January 29, 2021 at 2:21 PM
Novavax said Thursday that its vaccine was found to have been 95.6% effective against the original novel coronavirus, and 85.6% effective against the variant first identified in the UK, known as B.1.1.7, based on results from a Phase 3 trial conducted in the UK.
The study included efficacy estimates by strain based on PCR tests performed on variants from 56 Covid-19 cases in the trial.
But the vaccine appeared to be less effective against a variant first identified in South Africa. The shot showed 60% efficacy among those without HIV in a separate Phase 2b study conducted in that country. The efficacy dropped to 49.4% when HIV-positive people were included.
Novavax said it was planning to start development of a vaccine specifically targeting the variant identified in South Africa.

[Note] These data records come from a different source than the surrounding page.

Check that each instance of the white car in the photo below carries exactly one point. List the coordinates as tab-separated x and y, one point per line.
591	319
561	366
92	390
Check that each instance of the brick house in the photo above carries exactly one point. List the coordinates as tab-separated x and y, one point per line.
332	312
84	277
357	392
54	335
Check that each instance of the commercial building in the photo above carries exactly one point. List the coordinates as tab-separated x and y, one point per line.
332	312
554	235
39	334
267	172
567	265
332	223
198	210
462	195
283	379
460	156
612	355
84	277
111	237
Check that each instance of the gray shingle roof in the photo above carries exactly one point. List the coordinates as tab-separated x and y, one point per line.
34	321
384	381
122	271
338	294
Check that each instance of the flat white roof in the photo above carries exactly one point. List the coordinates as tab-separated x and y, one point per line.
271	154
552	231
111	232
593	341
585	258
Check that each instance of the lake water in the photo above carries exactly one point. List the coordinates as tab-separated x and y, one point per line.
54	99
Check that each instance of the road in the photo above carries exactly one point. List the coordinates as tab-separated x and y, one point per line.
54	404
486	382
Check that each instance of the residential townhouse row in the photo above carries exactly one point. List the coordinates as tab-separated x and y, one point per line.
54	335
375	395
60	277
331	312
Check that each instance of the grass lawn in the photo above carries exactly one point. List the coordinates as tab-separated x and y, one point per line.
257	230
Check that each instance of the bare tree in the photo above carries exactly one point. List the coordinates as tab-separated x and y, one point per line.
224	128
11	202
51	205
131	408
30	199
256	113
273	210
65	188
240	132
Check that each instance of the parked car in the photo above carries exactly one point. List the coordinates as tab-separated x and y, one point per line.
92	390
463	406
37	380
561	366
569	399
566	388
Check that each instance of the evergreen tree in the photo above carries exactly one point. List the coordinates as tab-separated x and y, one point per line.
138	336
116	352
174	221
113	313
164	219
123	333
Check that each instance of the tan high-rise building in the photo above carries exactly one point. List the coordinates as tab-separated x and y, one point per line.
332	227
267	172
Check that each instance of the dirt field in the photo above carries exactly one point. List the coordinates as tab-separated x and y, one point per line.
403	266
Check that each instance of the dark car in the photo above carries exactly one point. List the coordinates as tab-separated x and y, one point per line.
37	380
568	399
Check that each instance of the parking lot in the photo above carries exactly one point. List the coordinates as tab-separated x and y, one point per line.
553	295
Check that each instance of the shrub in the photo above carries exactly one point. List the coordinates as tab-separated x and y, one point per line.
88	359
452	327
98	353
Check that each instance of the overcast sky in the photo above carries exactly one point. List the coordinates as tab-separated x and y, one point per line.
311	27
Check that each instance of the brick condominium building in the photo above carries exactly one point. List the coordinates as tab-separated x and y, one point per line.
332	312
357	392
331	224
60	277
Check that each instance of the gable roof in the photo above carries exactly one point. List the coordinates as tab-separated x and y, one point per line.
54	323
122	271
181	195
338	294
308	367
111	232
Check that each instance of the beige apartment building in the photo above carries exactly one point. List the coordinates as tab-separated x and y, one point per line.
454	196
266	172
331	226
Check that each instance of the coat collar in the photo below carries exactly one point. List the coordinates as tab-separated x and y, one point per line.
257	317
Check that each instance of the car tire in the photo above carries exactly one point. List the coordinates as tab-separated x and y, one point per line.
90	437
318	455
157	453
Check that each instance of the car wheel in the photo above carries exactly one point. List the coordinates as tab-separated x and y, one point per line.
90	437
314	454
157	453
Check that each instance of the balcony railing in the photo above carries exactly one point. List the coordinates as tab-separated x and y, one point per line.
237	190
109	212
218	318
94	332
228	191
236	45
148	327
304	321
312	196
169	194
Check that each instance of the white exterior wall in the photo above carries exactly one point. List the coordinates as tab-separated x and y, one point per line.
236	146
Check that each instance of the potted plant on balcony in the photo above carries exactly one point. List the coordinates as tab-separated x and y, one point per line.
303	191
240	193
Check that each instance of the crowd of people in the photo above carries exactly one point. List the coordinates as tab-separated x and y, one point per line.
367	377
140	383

The company also said it had already started work on a new version of the vaccine that could be used as a booster shot against emerging strains. It aims to start clinical testing of this in the second quarter of this year.

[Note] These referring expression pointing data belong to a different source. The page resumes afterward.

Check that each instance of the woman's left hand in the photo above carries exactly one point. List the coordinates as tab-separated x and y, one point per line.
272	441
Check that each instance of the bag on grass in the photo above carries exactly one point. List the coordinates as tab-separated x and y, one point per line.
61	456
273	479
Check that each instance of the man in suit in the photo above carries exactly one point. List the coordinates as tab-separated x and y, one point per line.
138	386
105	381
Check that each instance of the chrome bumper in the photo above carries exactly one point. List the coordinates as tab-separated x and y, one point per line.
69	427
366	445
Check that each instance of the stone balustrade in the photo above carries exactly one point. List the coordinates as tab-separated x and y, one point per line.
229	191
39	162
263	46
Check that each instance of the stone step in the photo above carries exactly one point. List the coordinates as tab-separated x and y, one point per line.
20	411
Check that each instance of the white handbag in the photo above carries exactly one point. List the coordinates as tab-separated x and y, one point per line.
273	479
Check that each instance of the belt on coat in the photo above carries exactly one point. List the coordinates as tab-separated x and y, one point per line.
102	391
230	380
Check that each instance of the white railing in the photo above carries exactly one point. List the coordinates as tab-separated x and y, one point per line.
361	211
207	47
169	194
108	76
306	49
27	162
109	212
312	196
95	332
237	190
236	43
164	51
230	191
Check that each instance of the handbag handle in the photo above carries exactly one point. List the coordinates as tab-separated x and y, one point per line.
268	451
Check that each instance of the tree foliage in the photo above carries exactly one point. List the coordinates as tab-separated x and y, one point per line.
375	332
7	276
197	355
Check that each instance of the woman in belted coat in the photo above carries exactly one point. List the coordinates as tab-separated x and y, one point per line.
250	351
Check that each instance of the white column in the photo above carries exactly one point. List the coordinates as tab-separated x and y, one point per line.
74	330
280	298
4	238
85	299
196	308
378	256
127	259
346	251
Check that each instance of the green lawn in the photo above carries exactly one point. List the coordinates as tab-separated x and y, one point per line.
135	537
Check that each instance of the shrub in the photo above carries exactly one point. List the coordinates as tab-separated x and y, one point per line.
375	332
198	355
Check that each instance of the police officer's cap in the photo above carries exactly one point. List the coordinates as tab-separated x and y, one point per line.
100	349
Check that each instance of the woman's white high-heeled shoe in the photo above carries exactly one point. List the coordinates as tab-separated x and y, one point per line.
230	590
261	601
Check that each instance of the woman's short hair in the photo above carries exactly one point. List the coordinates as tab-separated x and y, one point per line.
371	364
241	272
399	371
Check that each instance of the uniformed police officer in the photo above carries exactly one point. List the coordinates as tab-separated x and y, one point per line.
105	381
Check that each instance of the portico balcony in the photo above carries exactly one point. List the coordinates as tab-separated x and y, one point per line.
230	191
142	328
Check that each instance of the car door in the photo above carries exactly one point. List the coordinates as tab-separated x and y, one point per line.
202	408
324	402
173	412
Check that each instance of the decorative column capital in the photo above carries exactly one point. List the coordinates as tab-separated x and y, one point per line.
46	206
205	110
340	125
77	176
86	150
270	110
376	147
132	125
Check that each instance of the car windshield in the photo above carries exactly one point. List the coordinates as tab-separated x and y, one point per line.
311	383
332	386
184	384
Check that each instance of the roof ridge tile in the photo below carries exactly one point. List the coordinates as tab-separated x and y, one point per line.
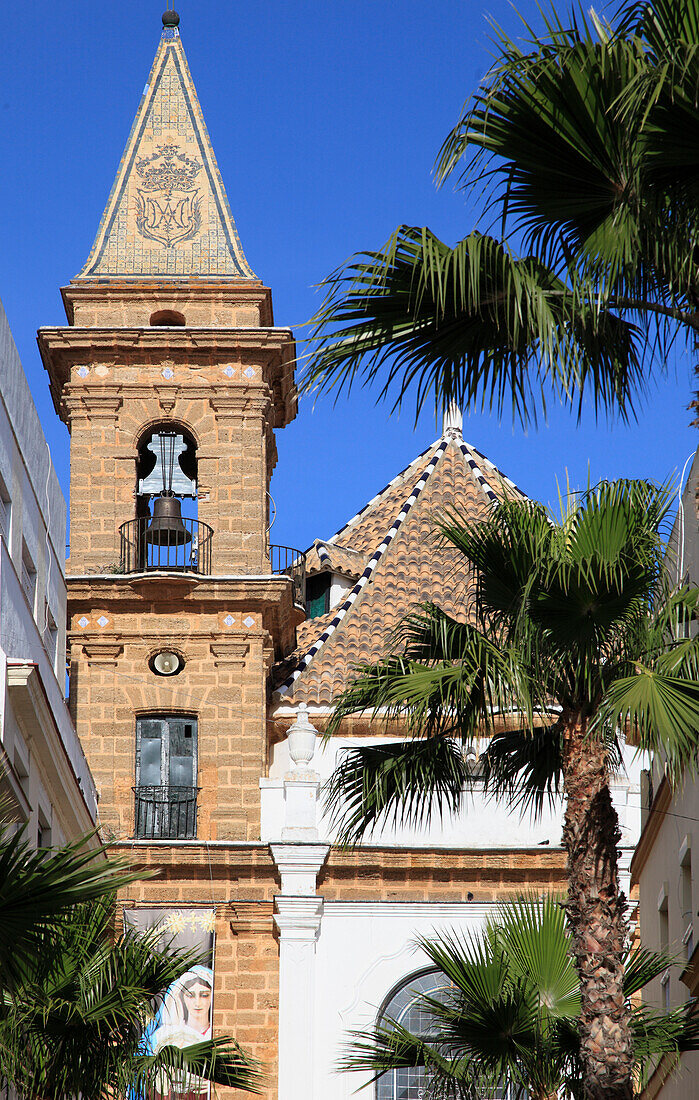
373	561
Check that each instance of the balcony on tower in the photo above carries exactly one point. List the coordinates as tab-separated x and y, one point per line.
166	534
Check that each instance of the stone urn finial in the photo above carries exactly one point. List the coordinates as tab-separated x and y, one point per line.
302	739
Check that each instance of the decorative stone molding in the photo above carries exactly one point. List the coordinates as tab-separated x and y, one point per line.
298	919
102	652
230	652
298	866
166	398
251	916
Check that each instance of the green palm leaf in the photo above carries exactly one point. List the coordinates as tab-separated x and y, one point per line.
472	326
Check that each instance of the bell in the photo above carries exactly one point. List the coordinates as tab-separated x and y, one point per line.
166	527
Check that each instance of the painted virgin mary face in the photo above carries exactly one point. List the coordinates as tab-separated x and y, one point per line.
197	999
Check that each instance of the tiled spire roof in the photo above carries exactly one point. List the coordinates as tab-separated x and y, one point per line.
404	564
167	215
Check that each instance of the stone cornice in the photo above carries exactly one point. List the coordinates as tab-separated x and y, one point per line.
233	292
656	815
270	348
124	593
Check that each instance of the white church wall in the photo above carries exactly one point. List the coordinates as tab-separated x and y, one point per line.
363	950
482	823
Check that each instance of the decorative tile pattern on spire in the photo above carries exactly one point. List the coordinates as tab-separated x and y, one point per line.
167	215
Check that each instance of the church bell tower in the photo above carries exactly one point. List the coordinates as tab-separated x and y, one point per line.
172	380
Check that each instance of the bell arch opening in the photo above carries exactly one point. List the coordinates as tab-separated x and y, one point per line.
165	532
166	318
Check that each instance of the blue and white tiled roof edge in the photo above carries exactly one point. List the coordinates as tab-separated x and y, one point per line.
366	576
385	488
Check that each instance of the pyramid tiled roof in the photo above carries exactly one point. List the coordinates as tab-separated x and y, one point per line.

The company's vaccine, known as NVX-CoV2373, "is the first vaccine to demonstrate not only high clinical efficacy against COVID-19 but also significant clinical efficacy against both the rapidly emerging UK and South Africa variants," Stanley Erck, Novavax president and CEO, said in the announcement. "NVX-CoV2373 has the potential to play an important role in solving this global public health crisis."